Types of Criticism Aesthetic criticism Logical criticism Factual criticism Positive criticism Negative criticism Constructive criticism Destructive criticism Practical criticism Theoretical criticism Public and private criticism Self-criticism Moral criticism Scientific criticism Religious criticism Scholarly criticism Critical criticism Constructive criticism Liberal criticism Speculative criticism Foolish criticism Professional criticism Radical and revolutionary criticism
Constructive Criticism Constructive criticism is the type of criticism that every great person seeks out. If you are trying to improve yourself, hearing how good you are at something isn’t helpful. It’s nice to hear, sure, but what the person chasing excellence wants to know is, “what could I do better?” Constructive criticism answers this question. It’s well thought out, objective, and the critic gives it with a level head. If the criticism is accurate, then it helps you improve. If the criticism is inaccurate, then you either learn what made the person see things that way, or ignore it.
Projected Criticism Projected criticism is an emotional, negative reaction to something you’ve said or done. If someone rants about how irresponsible you are, it’s because something you did emotionally threatened them. Projected criticism is simply a projection of a person’s psyche. It’s the result of envy, insecurity, or anger. It should always be ignored.
Receiving Criticism Criticism can be directly given to a person or may be of an absent third party. Although it is often assumed to be negative, it can also be positive. A problem can occur where people adopt a critical stance for their own benefit rather than to help the person criticized. A related danger with criticism is that the critic starts to enjoy the 'superior' position in which they find themselves and hence become arrogant. It is also easy to forget as a critic that your words can harm another person's life. Critics may also compensate for this by being overly kind and, whilst this may make them more liked, they become less effective as critics. Once you understand and can identify projected criticism, criticism becomes useful. It’s easy to ignore the haters once you understand what is behind their words. All that’s left is constructive criticism, which helps you grow and improve.
How to accept Criticism? Know the source from where the criticism is coming. Listen to the criticism. Balance your perspective—don’t shame yourself. Do not get defensive and start making excuses. Assume good intentions. See criticism as help. Don’t be too hard on yourself. Say thank you.
Advantages of accepting Criticism Learning from a constructive criticism will help you improve on your working skills with a reduced probability of errors and increased efficiency. It is inevitable during on-the-job training, and it enables the learners understand quickly and better. People who have mastered this skill are not easily de-motivated by derogatory comments – they possess a strong will to succeed and a fighting spirit.
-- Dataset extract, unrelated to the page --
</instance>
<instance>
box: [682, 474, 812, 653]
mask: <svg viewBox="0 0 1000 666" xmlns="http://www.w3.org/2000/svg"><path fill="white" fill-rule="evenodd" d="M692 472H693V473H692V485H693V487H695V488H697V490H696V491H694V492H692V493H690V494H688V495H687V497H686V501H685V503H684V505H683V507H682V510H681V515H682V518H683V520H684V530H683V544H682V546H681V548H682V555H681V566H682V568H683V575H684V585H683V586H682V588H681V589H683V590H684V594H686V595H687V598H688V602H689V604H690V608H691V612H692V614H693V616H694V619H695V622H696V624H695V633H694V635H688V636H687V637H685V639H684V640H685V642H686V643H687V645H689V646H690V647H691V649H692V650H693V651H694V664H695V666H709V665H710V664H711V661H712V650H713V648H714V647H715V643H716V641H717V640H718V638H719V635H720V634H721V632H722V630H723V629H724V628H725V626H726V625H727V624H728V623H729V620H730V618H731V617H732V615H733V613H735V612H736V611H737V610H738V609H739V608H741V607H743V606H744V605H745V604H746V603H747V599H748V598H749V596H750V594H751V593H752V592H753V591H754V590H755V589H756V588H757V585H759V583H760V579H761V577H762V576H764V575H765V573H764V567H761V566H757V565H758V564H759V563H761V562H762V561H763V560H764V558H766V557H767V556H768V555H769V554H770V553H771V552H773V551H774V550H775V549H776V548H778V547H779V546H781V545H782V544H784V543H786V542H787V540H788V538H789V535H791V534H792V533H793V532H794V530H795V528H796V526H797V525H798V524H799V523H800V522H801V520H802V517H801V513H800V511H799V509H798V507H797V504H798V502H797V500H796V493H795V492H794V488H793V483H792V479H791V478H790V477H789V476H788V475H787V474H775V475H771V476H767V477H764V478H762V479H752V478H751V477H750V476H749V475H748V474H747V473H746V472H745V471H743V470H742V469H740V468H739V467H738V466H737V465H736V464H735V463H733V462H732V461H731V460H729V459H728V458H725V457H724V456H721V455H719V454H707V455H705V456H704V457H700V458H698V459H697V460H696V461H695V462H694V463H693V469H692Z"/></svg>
It is a necessary skill when working on projects with a group or working as a team. It helps make entrepreneurs better, and helps people come up with innovative or improved ideas.
Disadvantages of Criticism Criticizing someone can lead to misunderstanding, anger, resentment, and frustration. it creates defensiveness on the part of the person criticized. Communication between the parties is shackled, and positive relationships impeded. It also leads to defiance or secretiveness and withdrawal; this leads to more criticism then more defiance and withdrawal.
When we criticize another person, we are essentially casting judgment. This process is usually led by the ego and where the ego is involved, frustration usually follows. it is simply a diversion away from our own self-development and personal growth Criticism is negative thinking in action. When we focus on the negative qualities of other people, we are allowing negative thoughts to enter the brain.